Employees are empowered to find a work-life balance that works for them and take ownership of their career, choosing projects that suit their values, build their skills, and fit around their life. Life decisions no longer have to be career altering; moving to a new country or scaling back hours to accommodate family don’t have to be synonymous with getting a new job.
More than just a cost
Part of the challenge for employers is to change the way they view talent from a cost perspective. Whether you’re paying salaries, bonuses and benefits for permanent employees or fixed costs for freelancers, it’s vital to see talent as an investment.
A happy workforce generally means lower staff turnover, which has tangible business benefits. Research shows that replacing an employee costs six to nine months’ salary on average, or up to 213% annual salary for executive positions. That’s anything from £3,000 to £200,000 or more. Investing in the happiness of your employees is an investment in the future of your business.
For The Frameworks, the pandemic was a catalyst because it really showed us that location doesn’t matter. When we needed to hire an employee in North America, I advertised in places like Detroit and New York but ended up hiring someone in Wyoming. She’s since moved to Chicago. Her location has made no difference to the high quality of her work, and she fits in wonderfully with our team despite being nearly 4,000 miles from our HQ.
People not buildings
Opening up the hiring process to people no matter where they are based can remove the need for large office spaces. The disappearance of a central base can be daunting; we’ve always valued the buzz and banter of office life at The Frameworks. But we’ve learned over the last couple of years that office culture isn’t rooted in a physical thing. It’s about the people and the ethos of the company. When we work remotely, each home setting becomes a little pocket of the wider company culture.
Onboarding new hires can be challenging. We have found that, because we operate an online-first approach to working, and use tools such as Zoom, Slack and Miro every day, when new hires join they feel immediately integrated whether they are in-person or remote. We assign all new hires a “buddy” and prioritise ensuring they meet all the teams. We haven’t set any rules around coming into the office, but people generally choose to come in once or twice a week if they can because they appreciate working together physically. Our new hires slot easily into this, and it means there’s always someone there to meet them.
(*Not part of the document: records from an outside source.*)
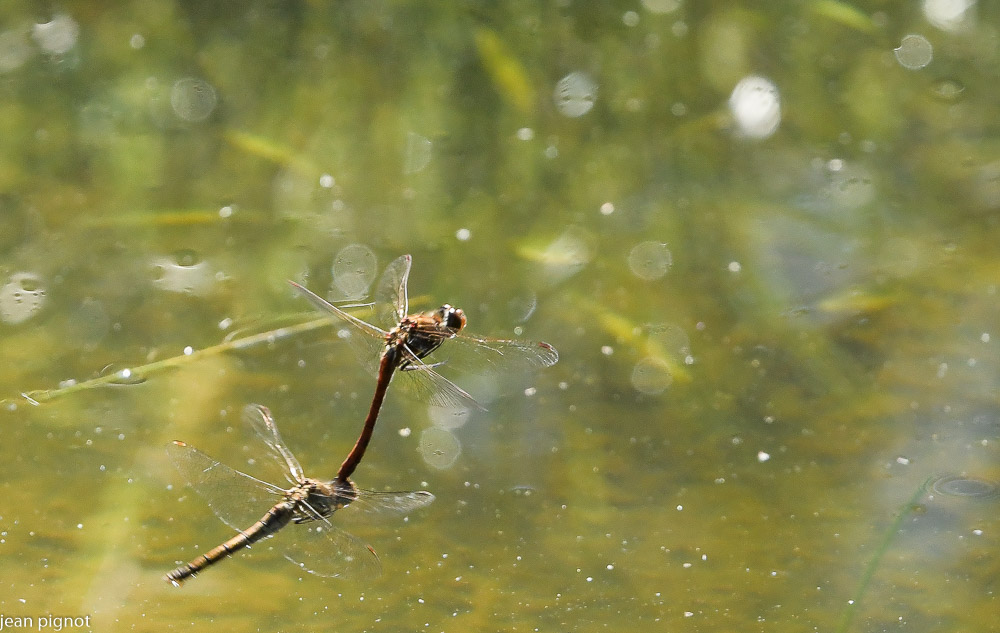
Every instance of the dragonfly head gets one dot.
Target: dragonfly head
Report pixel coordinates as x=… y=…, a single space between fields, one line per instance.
x=452 y=318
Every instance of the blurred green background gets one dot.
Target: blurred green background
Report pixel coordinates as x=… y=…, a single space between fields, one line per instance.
x=762 y=235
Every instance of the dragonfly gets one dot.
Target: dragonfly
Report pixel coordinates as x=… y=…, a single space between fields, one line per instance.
x=404 y=340
x=316 y=546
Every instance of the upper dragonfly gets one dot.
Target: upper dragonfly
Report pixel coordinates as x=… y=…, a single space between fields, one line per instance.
x=408 y=338
x=237 y=499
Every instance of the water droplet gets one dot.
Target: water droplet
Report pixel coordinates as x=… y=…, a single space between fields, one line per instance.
x=439 y=448
x=354 y=270
x=957 y=486
x=661 y=6
x=14 y=50
x=650 y=260
x=914 y=52
x=58 y=36
x=192 y=99
x=756 y=107
x=182 y=273
x=21 y=297
x=567 y=254
x=575 y=94
x=651 y=376
x=418 y=153
x=949 y=15
x=448 y=417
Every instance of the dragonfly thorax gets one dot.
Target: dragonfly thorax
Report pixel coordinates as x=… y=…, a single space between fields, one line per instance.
x=315 y=499
x=450 y=317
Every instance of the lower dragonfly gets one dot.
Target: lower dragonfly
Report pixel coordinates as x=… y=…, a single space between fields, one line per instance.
x=236 y=498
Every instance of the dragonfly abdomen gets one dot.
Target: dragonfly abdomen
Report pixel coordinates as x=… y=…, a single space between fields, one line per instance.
x=275 y=519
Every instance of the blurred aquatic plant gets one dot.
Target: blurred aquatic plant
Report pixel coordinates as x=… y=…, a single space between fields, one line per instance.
x=905 y=510
x=138 y=374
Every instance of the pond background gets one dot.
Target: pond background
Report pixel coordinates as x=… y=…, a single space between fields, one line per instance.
x=776 y=316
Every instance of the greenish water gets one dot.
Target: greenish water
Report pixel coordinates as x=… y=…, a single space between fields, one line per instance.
x=773 y=340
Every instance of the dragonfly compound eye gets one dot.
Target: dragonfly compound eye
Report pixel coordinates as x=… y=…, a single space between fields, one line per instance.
x=453 y=318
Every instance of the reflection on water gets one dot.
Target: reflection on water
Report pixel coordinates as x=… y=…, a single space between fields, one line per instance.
x=959 y=486
x=764 y=245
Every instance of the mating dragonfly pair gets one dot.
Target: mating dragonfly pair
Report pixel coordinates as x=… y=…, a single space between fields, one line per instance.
x=322 y=548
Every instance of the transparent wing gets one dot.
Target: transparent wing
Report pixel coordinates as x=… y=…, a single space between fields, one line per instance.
x=389 y=503
x=320 y=548
x=477 y=354
x=260 y=420
x=423 y=383
x=239 y=500
x=323 y=305
x=391 y=301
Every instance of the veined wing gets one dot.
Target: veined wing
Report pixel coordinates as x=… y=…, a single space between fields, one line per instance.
x=427 y=385
x=478 y=354
x=238 y=499
x=365 y=340
x=389 y=503
x=260 y=420
x=323 y=305
x=390 y=297
x=321 y=548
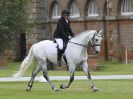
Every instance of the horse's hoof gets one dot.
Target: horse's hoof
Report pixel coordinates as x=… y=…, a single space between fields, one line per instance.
x=63 y=86
x=28 y=89
x=95 y=90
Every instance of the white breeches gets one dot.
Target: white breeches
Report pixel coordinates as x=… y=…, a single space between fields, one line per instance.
x=59 y=42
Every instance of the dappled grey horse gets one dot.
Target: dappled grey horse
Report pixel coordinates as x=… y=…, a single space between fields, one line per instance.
x=76 y=54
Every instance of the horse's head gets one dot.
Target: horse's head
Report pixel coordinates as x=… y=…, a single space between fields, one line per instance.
x=96 y=40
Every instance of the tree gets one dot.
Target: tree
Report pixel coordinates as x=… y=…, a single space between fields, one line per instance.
x=13 y=19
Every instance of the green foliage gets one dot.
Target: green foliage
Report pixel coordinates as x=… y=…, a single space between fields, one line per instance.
x=109 y=89
x=13 y=20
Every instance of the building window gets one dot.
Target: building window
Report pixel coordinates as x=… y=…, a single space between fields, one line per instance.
x=56 y=13
x=126 y=7
x=74 y=10
x=92 y=8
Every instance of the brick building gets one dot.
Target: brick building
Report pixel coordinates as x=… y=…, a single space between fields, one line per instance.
x=114 y=16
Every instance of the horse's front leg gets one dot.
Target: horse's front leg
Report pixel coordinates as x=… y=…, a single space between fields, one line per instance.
x=87 y=73
x=34 y=73
x=45 y=75
x=72 y=71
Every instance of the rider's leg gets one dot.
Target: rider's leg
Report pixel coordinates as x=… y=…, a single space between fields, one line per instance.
x=60 y=50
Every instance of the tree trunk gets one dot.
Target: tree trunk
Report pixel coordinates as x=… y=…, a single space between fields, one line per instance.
x=2 y=62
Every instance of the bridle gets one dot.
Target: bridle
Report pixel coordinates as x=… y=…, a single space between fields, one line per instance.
x=90 y=45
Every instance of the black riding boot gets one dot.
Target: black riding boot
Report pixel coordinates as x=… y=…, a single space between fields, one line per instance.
x=60 y=52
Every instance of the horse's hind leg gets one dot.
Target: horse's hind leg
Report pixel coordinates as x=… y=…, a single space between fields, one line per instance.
x=45 y=75
x=87 y=73
x=34 y=73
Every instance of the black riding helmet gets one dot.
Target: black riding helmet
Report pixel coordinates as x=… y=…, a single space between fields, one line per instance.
x=66 y=12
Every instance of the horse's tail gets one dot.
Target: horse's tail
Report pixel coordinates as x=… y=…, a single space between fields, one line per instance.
x=25 y=64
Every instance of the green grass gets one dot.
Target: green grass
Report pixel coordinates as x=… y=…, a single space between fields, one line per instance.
x=109 y=89
x=104 y=68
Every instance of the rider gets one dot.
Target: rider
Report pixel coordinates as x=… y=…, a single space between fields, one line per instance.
x=63 y=33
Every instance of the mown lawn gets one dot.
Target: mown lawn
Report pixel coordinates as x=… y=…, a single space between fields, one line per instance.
x=104 y=68
x=109 y=89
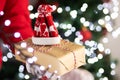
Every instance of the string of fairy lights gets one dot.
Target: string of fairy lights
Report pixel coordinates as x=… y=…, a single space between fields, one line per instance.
x=111 y=7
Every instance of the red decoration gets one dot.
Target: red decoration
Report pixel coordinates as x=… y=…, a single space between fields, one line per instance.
x=87 y=35
x=0 y=58
x=44 y=26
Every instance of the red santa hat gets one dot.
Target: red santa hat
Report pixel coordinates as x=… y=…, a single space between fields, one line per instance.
x=45 y=31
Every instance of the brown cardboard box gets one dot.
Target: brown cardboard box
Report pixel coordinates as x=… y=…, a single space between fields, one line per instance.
x=63 y=57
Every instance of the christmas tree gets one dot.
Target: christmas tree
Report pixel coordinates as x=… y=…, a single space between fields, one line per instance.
x=84 y=22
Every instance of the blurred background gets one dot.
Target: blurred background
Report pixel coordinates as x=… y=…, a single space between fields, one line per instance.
x=92 y=23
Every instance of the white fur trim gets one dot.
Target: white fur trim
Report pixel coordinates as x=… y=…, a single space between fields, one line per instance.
x=46 y=41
The high level of integration between our teams is the key for us. One of the ways we cement this is by ensuring that all team members involved in a project are included from the start, not brought in just when their input is required. This level of understanding means we are truly one team; it keeps our culture alive and produces great work for our clients too. We also have monthly socials that are valuable for getting together and strengthening our bonds.
Ultimately, the open talent economy can’t end office culture because that culture was only ever about people. If a company’s culture is so reliant on a building that losing it will cause it to crumble down, there’s an argument that it wasn’t robust enough to begin with. For me, culture has always been front of mind in the hiring process; is the person right for the company and is the company right for the person?
The Frameworks has embraced the culture of working beyond the boundaries of the M25; our employees in Devon, Chicago and Valencia are just as integral to our business as those in London. I’m confident that, so long as we keep hiring the right people, our culture will thrive. There’s no debate for me.